Hermiona leżała w ciemności, słuchając
kroków ślizgona. Czy to było to? Zauroczenie? Gulgotanie w brzuchu pasowałoby
do grypy, prawda? A chrząkanie nim coś powie do anginy? A drżenie rak do
pląsawicy? A błyszczące oczy do gorączki? Definitywnie była chora. Bo to nie
normalne by ktoś tak na kogoś reagował, nawet jak na magiczny świat. Arya zwykle
opowiadała o motylach w brzuszku, a ona czuła że ma tam stado hardodziobów. Albo
wspominała o cisnącym się na usta głupim uśmiechu.
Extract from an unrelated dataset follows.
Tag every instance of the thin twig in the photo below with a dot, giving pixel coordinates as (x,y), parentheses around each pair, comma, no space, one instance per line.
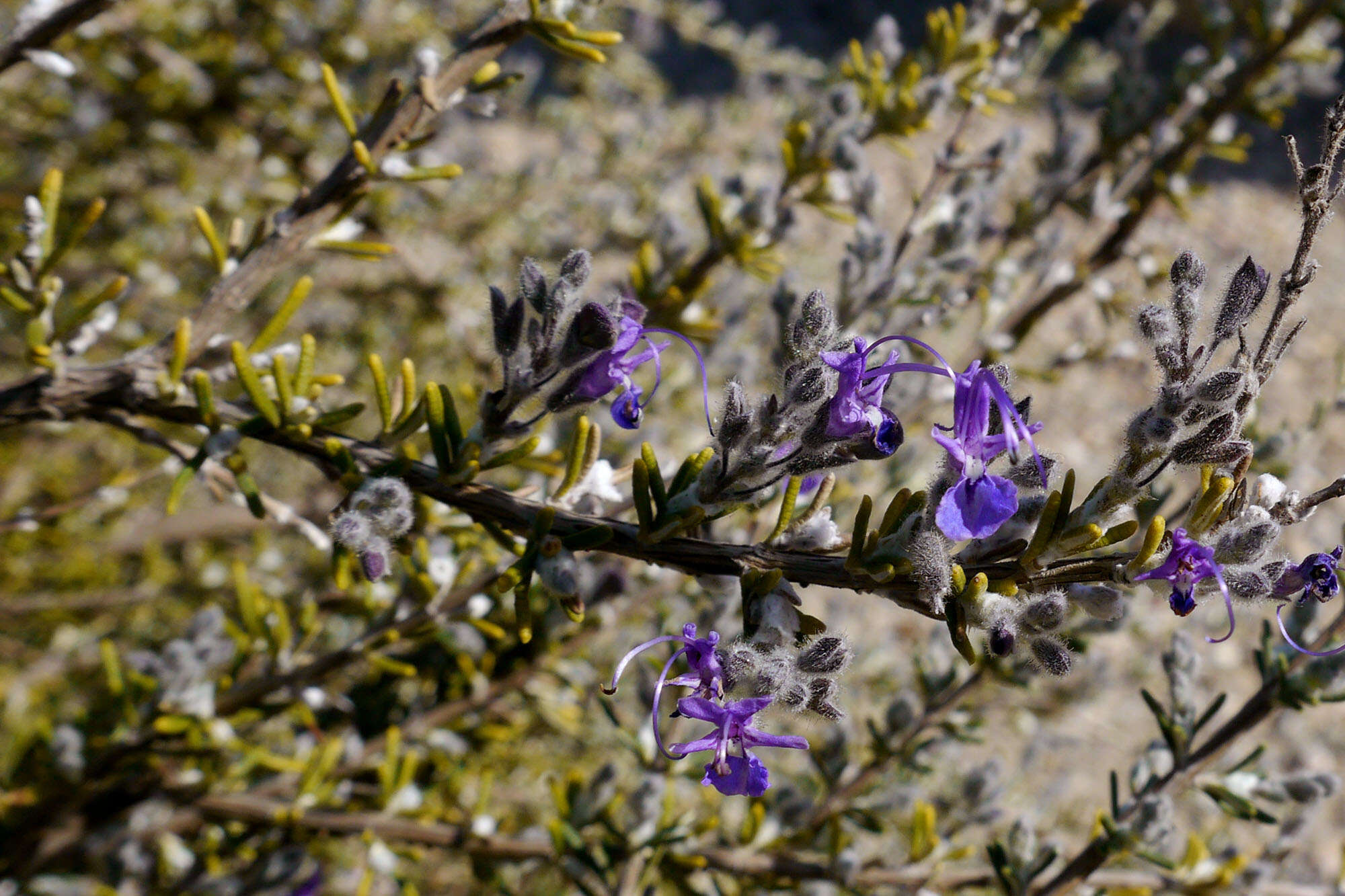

Ona się nie śmiała z
Malfoyem. Tylko kłóciła.. a czy to też nie jest intensywne uczucie?
Musiała się jeszcze zastanowić, chociaż
jeśli to zauroczenie.. to i tak jest chora. Bo po co inaczej takie określenia
jak zaziębiona? Czyli za bardzo przeziębiona. Zagmatwana? Zbyt skomplikowana. Zamęczona?
Mówi samo za siebie.
Zakochana.
Za bardzo kocha.
-Cholera, Malfoy – przeklęła głośno.
-.-.-.-.-.-.-.-.-.-.-.-.-.-.-.
-Powiesz mi coś o Kaście? – Hermiona siedziała
na konarze drzewa, poprawiając szalik wokół szyi. Było zimno, a mimo tego pozwoliła
się wyciągnąć po ostatniej lekcji na mały spacerek.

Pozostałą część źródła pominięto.